A magician who was more dexterous with his feet than most people are with their hands, Hod Almighty is the reason I support Spurs. Bags of skill, flair to burn and an eye for the spectacular; Glenn was the archetypical ‘Spurs player’. Put simply he’s the most naturally gifted Englishman to play in colour. Despite looking like a lesbian Desperate Dan and coercing Waddle to do Diamond Lights, Hoddle will forever be the ‘King of White Hart Lane’. 10

LW – Chris Waddle

Revered by Marseille fans as much those at Spurs, the Waddler is an absolute hero. The enduring memory of the lad who used to work in a sausage factory in Gateshead is of him always looking tired, marauding down the wing, dropping his shoulder and ghosting past defenders with his magnificent mulleted mane billowing in the breeze. If Aslan improved his touch, put on a Geordie accent and donned a Hummell shirt he still wouldn’t look as majestic as Chris in his pomp. 9

CF – Gary Lineker

There’s a generation who only know Gary as the jug eared crisp thief who ruined the golf.
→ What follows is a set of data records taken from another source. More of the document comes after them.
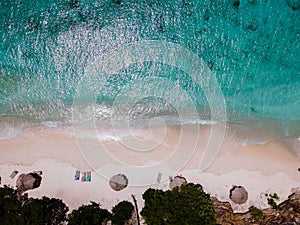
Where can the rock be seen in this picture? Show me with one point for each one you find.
(176, 182)
(118, 182)
(28, 181)
(293, 4)
(238, 195)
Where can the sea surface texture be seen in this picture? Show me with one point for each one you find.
(251, 48)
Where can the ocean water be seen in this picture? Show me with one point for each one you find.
(251, 49)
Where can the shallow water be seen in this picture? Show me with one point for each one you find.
(251, 48)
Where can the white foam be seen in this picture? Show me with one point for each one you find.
(8, 132)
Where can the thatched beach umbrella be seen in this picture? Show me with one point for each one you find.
(28, 181)
(118, 182)
(176, 182)
(238, 194)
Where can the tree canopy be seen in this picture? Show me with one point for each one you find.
(89, 215)
(185, 205)
(16, 209)
(121, 213)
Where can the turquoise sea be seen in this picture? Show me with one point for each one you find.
(251, 47)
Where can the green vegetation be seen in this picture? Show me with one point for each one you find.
(17, 210)
(10, 207)
(121, 213)
(186, 205)
(256, 215)
(89, 215)
(44, 211)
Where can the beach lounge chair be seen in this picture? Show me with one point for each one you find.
(13, 174)
(89, 177)
(83, 176)
(77, 175)
(158, 179)
(38, 172)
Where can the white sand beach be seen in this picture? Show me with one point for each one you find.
(271, 167)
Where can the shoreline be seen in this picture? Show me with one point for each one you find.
(271, 167)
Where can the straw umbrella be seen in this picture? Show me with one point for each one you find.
(28, 181)
(176, 182)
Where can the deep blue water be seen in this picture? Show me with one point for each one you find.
(252, 47)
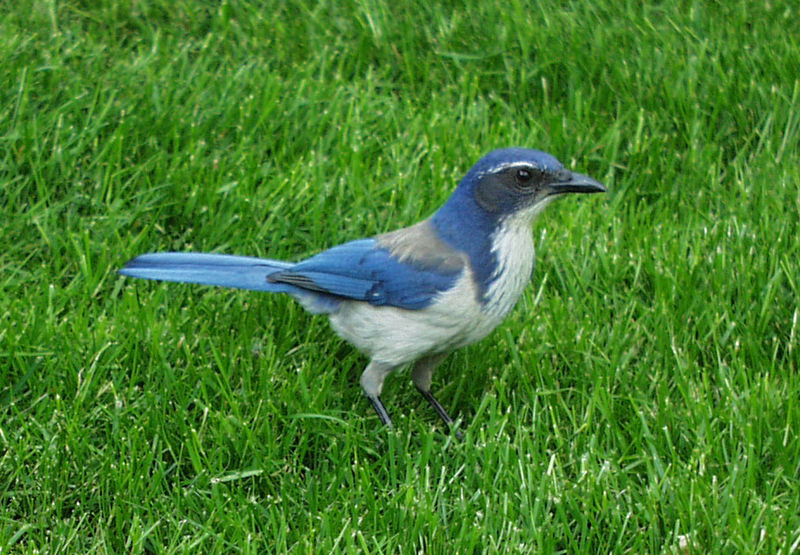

Yeah? Well they can jog on because Lineker was a goal poacher without equal. A great ambassador for us who always did the biz in the big games, Lineker consistently reproduced his England exploits in the lilywhite shirt of Tottenham. 8

CF – Jurgen Klinsmann

This was a tough one between Jurgen and Teddy Sheringham. Both had two stints at the club, played with the first three yards in their head and lit up the Lane. Teddy played more than one and a half seasons for us, but Klinsmann invented the diving celebration, which gets my vote. Part of the first wave of genuine world superstars to join the Premiership as it was then known, Jurgen had me believing that the mid 90s were the beginning of a Spurs renaissance. It wasn’t. The most decorated footballer in my team. Also drove a Beetle. 9

Spurs total: 96

Result: Liverpool 95 - 96 Spurs

Despite Liverpool's far superior history (they've won five European Cups, you know), Spurs surprisingly just edge this match-up. There's every chance Luis Suarez will join the Liverpool side in the very near future, which would even things up. Though with Liverpool on the verge of major success, right now in the present, their fans probably won't worry too much about this result.